The 1.5-litre three cylinder diesel unit benefits from a particularly sophisticated emissions reductions system consisting of a passive oxidation catalyst, an AdBlue injector, an SCR catalyst and a Diesel Particulate Filter. For this test, we chose the 122PS version of this unit, which with manual transmission manages a WLTP-rated combined cycle fuel reading of up to 64.2mpg and 92g/km of NEDC-rated CO2 with either body style. Choose the 9-speed auto gearbox you can have with the diesel hatch variant and the figures fall quite a lot - right down to 56.5mpg and 109g/km. With the lower-powered 105PS version of this diesel, the straight fuel and emissions stats don't look that much different from those of the higher-powered unit - they're rated at up to 65.7mpg and 90g/km with either body style. More significant is the news that in all its forms, this 1.5-litre Turbo D powerplant is 'RDE2'-compliant, that jargon meaning that unlike most competitor diesels, it will meet all emissions regulations for the foreseeable future. As a result, also unlike most competitor units, it's not liable for the usual 4% BiK diesel surcharge that a company user would normally have to pay. It all adds up to a saving over the pre-facelifted model's old 1.6-litre CDTi engine that over a four year / 80,000 mile ownership period Vauxhall believes would add up to around £1,000. And over the same timeframe, the company reckons that running this diesel Astra could save you as much as £1,800 over the cost of operating a comparable 1.5 EcoBlue-engined diesel Ford Focus.

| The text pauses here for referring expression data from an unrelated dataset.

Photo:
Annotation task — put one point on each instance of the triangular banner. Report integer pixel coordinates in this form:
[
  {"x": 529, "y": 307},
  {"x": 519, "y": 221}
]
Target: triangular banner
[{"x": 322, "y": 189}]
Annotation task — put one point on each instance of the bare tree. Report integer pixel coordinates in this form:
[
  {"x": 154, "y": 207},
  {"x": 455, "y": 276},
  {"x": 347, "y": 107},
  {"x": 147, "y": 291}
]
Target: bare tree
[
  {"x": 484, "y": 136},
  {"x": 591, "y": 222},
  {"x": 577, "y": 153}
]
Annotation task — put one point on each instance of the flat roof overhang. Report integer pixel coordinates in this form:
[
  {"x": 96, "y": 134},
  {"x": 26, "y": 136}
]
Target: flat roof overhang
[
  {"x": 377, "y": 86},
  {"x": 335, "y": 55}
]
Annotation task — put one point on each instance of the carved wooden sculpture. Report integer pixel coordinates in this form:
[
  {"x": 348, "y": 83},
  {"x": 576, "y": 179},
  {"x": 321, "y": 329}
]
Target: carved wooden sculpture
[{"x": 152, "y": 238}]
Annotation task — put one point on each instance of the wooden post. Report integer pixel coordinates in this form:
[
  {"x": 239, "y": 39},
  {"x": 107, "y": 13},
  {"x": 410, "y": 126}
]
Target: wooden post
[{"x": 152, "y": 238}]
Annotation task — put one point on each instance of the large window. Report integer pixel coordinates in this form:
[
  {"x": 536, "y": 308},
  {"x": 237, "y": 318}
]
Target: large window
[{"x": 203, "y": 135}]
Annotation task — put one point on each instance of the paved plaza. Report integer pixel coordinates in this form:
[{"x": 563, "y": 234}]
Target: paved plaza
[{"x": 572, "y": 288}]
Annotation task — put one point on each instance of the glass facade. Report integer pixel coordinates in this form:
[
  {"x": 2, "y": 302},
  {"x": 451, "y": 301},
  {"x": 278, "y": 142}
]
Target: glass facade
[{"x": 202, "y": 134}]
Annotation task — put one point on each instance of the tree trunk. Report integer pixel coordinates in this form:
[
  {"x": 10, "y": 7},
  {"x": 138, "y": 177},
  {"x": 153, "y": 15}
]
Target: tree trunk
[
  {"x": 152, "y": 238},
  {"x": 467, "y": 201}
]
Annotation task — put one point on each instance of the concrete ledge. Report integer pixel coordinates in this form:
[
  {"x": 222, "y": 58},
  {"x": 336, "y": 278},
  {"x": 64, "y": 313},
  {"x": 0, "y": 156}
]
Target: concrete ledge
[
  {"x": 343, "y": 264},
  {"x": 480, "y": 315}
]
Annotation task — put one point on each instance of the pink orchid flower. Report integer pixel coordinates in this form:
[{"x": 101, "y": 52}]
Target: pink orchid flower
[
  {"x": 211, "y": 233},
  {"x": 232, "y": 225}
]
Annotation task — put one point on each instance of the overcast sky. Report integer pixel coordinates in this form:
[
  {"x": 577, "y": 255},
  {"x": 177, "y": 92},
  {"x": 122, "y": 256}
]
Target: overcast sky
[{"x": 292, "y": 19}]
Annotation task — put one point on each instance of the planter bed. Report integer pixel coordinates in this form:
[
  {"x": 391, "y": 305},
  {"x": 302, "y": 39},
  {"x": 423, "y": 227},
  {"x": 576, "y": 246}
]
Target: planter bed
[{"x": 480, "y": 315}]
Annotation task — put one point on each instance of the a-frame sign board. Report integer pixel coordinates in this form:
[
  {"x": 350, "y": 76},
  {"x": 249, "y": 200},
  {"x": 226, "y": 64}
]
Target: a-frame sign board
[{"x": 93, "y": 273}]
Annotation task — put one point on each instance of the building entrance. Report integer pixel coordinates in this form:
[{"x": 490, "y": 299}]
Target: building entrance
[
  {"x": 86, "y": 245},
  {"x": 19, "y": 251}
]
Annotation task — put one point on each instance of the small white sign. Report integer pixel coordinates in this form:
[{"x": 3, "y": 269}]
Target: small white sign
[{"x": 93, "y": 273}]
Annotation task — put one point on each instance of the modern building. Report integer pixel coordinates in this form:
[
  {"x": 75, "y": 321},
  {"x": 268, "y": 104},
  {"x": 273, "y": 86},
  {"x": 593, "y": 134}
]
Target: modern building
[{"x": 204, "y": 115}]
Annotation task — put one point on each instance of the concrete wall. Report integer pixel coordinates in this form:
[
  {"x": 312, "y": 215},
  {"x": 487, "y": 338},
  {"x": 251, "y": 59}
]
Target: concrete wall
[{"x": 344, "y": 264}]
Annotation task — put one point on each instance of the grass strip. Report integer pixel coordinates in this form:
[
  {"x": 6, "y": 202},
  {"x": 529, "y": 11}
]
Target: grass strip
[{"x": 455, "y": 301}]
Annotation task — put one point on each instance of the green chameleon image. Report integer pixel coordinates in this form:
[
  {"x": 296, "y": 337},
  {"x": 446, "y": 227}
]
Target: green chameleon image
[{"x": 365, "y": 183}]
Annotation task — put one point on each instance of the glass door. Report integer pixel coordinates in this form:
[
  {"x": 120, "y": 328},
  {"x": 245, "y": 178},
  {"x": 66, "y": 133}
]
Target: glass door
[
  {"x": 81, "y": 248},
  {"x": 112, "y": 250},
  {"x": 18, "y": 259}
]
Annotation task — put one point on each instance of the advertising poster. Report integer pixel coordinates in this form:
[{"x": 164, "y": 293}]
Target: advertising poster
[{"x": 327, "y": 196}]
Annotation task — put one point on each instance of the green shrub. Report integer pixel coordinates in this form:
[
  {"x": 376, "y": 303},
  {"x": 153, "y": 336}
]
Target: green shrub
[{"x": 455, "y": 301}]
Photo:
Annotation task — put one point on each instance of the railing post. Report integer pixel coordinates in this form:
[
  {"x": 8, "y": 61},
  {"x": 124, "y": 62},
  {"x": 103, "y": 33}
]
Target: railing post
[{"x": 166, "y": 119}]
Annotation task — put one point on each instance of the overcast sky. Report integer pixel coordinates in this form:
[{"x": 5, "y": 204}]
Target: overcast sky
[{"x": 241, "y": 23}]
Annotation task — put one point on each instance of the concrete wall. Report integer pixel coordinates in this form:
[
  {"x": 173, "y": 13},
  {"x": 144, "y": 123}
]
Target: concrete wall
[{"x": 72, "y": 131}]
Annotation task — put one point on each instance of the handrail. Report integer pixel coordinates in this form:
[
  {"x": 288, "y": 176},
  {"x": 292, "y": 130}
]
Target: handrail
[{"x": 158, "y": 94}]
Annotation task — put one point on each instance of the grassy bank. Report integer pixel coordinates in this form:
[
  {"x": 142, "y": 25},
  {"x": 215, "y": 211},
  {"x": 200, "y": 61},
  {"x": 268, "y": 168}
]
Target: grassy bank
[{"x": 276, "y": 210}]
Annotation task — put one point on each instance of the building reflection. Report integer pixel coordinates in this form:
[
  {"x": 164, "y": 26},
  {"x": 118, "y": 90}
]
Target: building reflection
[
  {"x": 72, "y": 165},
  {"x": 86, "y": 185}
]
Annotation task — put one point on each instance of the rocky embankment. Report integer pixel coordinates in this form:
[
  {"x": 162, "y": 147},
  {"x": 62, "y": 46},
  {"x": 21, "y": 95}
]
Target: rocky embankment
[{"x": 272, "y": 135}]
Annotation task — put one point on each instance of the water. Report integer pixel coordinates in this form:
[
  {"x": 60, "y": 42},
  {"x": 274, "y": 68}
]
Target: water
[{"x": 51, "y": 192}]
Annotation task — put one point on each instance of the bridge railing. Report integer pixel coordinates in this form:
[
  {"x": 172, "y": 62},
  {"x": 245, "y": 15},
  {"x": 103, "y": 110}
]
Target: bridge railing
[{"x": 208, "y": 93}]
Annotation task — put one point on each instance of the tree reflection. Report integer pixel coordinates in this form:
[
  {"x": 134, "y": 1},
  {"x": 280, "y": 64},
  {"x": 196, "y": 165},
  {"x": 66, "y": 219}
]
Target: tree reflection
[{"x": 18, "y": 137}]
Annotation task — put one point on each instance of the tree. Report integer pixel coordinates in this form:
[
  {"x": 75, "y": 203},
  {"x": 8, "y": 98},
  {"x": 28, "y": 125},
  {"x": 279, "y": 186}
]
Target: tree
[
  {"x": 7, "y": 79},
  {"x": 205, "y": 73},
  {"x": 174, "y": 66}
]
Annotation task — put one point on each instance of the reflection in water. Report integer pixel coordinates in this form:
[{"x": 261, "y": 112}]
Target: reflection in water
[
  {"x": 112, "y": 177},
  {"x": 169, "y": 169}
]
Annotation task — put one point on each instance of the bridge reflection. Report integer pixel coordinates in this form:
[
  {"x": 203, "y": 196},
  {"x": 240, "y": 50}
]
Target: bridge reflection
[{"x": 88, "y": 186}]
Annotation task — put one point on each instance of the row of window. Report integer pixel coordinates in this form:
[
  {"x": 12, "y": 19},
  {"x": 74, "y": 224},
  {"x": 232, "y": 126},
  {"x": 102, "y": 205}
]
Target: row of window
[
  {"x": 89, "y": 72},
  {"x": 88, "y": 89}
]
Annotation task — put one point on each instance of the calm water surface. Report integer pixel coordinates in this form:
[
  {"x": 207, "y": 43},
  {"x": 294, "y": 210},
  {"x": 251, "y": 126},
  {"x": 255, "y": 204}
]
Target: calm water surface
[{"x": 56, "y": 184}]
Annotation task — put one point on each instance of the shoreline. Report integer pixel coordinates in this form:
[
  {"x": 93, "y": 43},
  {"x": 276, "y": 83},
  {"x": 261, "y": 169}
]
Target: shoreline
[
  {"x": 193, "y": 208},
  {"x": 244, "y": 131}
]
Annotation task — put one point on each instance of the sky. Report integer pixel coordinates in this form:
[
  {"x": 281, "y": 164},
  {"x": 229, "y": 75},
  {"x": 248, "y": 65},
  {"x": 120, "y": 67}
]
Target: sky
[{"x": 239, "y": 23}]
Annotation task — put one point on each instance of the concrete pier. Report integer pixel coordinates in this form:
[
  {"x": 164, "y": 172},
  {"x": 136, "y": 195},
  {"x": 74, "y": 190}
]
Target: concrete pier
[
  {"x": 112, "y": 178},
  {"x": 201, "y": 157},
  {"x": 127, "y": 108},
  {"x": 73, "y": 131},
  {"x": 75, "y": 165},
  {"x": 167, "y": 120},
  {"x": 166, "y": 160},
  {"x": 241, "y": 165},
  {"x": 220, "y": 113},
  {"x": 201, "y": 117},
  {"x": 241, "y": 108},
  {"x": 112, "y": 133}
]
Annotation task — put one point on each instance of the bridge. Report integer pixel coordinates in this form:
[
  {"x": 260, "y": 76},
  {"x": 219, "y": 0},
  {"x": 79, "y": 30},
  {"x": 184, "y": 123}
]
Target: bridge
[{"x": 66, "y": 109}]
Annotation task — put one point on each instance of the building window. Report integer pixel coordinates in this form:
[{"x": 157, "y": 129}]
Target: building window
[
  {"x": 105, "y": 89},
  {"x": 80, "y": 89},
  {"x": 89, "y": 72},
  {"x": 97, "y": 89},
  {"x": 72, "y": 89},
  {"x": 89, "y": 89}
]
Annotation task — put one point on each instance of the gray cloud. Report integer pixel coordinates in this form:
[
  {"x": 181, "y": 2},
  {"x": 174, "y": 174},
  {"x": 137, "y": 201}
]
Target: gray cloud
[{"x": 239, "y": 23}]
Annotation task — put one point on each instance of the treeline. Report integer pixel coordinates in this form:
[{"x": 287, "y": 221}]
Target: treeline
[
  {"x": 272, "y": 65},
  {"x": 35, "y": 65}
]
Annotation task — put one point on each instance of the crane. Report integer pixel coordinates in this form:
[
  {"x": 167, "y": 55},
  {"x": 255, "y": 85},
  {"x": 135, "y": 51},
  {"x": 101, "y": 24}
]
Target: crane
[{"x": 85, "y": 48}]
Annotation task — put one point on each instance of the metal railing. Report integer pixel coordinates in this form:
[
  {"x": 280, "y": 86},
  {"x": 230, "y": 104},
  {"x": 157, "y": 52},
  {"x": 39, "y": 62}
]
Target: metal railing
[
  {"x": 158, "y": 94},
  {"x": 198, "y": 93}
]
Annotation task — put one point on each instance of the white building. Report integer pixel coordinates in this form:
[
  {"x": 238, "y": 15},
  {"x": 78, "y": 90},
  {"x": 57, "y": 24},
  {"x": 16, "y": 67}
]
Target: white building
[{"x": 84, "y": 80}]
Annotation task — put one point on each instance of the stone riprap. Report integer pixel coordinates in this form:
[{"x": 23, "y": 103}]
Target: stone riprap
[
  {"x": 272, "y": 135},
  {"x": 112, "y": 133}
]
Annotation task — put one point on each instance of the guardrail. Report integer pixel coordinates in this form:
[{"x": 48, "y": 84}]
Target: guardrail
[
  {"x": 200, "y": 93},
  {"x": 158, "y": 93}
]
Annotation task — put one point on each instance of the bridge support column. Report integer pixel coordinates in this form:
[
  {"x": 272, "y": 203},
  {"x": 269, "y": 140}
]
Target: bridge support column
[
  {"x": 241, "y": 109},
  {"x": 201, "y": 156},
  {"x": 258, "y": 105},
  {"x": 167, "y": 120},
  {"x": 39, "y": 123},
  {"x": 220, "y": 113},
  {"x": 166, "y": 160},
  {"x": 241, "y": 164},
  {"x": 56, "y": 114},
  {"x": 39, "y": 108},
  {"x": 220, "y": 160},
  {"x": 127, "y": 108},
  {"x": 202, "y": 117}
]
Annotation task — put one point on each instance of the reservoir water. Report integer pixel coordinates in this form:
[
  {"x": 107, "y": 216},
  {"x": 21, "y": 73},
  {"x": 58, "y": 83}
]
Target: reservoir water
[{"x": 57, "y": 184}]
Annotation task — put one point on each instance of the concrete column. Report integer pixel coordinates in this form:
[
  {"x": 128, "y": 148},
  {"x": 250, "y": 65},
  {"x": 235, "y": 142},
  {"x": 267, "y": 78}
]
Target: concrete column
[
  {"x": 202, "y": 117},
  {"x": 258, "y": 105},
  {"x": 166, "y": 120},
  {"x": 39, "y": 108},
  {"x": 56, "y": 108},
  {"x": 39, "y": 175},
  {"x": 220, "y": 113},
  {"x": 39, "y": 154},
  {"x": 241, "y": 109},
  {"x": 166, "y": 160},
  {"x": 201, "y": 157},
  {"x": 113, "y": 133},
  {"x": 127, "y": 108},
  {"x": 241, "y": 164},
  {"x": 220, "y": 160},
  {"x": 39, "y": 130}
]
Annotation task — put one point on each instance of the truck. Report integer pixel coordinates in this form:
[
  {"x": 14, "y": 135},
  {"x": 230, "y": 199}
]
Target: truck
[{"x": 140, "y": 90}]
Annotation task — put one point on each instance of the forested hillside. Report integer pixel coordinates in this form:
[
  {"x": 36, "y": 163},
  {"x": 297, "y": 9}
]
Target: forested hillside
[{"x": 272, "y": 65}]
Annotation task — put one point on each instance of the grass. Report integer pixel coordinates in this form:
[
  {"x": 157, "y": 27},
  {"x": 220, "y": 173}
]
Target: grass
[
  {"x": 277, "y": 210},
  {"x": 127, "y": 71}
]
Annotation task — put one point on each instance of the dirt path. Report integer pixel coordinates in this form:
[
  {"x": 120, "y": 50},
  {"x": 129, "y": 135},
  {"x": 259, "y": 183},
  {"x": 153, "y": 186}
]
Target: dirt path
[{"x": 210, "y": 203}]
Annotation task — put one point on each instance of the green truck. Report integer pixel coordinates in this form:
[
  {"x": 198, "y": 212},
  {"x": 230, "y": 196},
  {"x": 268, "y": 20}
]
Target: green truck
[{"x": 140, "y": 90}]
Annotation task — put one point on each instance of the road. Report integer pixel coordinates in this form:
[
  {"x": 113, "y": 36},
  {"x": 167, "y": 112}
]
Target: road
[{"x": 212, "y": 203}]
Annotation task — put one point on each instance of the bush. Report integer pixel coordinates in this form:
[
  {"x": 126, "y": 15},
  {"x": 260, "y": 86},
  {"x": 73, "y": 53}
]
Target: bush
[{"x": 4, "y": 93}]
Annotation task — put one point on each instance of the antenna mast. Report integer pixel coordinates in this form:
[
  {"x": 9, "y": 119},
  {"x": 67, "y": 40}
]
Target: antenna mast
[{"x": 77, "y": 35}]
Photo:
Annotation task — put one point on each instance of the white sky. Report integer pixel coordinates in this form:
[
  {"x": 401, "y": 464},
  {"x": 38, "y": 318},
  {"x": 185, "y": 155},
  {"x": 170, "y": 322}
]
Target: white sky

The Astra may these days be out-sold by family contenders that once wouldn't have approached it in terms of customer numbers - models like the Mercedes A-Class and the Kia Sportage. But it now has more than ever to offer the discerning buyer in this sector, especially in this Turbo D diesel guise. Best of all, this Astra remains - for the time being anyway - mainly British, with hatch and estate models built at Ellesmere Port near Liverpool to a quality at least as high as anything the Japanese brands can manage. That reason alone might be enough to give this car a place on your family hatchback shortlist. Fortunately for Vauxhall, there are also many others.